Toward Personalized Medicine for Alzheimer’s

Jiang’s colleague at HUKST, Li “Joyce” Ouyang, presented a similar blood-based predictive panel in data yet to be published. The panel analyzed 21 proteins. Ouyang and colleagues used it to detect Alzheimer’s with up to 98% accuracy and also predict symptom severity. This was based on measurements taken from a few microliters of blood processed on a diagnostic chip.

Ouyang’s study included both ethnically Chinese and European populations. The test could predict disease progression in both groups, but it revealed subtle differences in how MCI and Alzheimer’s affected the two groups. “The inflammation pathway is more obviously dysregulated in MCI in Hong Kong Chinese than in people of European descent, where vascular function is more dysregulated,” said Ouyang. This information opens up new treatment avenues that could one day be tailored to the individual.
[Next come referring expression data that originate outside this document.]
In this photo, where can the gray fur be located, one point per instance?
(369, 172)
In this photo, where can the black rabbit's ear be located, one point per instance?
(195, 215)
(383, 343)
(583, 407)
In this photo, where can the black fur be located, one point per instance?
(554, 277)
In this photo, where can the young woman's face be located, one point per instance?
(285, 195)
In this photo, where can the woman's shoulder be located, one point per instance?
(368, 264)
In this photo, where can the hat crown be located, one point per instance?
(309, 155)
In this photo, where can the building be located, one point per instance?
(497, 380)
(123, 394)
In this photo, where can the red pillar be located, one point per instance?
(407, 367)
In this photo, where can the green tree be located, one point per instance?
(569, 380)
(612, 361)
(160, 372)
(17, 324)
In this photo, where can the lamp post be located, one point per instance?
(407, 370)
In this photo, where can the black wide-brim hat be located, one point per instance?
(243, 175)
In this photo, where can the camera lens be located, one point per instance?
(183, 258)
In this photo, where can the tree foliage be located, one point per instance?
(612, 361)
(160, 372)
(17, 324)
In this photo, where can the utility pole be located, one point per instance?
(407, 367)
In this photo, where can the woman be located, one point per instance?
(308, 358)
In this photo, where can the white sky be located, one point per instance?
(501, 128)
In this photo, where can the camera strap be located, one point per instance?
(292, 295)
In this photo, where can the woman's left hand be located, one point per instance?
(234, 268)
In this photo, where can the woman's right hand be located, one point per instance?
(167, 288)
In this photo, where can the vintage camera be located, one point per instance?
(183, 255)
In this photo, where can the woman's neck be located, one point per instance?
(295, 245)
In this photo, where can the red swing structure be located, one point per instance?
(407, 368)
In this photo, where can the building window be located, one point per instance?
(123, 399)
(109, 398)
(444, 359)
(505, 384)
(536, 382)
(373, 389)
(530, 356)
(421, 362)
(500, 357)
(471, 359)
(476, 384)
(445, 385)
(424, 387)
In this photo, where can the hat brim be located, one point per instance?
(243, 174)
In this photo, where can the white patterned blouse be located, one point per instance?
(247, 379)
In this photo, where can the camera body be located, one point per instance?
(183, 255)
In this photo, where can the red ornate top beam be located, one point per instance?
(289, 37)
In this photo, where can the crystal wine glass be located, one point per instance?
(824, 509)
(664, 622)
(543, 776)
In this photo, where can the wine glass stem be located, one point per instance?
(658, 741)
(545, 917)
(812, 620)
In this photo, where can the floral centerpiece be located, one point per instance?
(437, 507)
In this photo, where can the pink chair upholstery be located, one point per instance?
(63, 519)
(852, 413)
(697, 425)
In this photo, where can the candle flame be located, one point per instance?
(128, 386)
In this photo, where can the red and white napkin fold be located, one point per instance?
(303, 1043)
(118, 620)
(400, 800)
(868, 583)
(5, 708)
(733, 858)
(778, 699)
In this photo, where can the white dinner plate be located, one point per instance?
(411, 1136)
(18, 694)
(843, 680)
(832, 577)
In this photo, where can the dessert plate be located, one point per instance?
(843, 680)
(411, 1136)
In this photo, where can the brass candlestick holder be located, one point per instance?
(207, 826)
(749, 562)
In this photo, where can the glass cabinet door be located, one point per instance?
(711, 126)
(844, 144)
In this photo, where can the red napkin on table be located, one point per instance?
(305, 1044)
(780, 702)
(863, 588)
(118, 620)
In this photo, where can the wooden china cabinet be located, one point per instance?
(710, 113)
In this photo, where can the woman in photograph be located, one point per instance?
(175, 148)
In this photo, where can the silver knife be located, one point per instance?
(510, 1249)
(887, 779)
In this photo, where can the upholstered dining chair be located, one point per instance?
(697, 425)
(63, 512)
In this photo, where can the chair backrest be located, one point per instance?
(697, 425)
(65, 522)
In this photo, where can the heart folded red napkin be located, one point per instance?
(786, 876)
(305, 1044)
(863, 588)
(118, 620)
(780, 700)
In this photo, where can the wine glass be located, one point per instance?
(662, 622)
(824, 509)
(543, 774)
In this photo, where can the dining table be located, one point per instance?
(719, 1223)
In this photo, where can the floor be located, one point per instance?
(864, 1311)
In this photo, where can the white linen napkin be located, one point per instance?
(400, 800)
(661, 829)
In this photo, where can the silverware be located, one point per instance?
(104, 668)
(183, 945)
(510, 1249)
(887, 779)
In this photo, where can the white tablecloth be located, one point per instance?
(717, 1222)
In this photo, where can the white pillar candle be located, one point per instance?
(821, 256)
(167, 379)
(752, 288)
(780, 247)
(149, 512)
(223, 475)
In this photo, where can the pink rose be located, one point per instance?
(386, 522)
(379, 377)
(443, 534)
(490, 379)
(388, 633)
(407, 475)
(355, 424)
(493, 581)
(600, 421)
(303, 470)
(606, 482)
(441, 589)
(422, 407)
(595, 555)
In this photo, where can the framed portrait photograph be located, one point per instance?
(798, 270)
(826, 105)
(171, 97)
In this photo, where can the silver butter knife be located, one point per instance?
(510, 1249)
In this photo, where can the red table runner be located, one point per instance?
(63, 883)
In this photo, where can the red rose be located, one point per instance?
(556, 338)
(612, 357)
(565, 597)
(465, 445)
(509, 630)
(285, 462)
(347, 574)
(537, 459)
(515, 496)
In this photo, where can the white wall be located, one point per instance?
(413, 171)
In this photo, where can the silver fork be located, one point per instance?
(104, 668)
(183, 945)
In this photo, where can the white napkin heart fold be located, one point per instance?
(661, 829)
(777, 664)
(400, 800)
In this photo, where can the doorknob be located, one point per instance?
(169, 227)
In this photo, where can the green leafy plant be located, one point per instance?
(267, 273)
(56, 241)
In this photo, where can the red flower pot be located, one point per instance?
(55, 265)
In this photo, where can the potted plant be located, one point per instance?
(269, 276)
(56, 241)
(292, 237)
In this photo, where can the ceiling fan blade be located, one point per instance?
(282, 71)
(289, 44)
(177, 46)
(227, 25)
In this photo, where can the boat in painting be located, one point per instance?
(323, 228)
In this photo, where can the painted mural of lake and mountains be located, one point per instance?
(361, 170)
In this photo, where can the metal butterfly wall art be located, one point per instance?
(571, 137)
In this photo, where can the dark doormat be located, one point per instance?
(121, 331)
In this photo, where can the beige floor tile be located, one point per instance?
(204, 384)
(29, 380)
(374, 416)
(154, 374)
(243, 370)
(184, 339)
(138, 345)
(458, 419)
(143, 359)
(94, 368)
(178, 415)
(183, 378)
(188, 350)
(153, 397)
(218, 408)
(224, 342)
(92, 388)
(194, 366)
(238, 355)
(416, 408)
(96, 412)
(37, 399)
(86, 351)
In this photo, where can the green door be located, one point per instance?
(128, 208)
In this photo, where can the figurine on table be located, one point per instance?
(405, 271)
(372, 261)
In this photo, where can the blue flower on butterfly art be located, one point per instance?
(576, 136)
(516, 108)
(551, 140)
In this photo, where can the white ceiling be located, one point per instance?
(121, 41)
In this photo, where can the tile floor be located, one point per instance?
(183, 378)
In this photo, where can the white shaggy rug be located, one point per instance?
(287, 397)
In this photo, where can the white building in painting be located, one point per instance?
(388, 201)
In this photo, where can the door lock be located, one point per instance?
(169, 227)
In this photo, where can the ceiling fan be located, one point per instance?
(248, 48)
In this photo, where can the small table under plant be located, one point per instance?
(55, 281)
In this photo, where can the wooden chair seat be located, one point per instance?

Jiang said further work will help the team determine which proteins predict progression from MCI to Alzheimer’s or signal resilience against further decline. The high accuracy of the new tests is promising. But Ouyang said a PET scan for amyloid remains the most accurate test for Alzheimer’s biomarkers. Virginia Lee, the director at the Center for Neurodegenerative Disease Research at the University of Pennsylvania, who was not involved in either study, noted although the implementation of new diagnostics takes time, these new tests could make assessing dementia far easier. “It’s likely that in the future anybody over the age of 60 who takes a cholesterol test could take an Alzheimer’s test as well,” she concluded.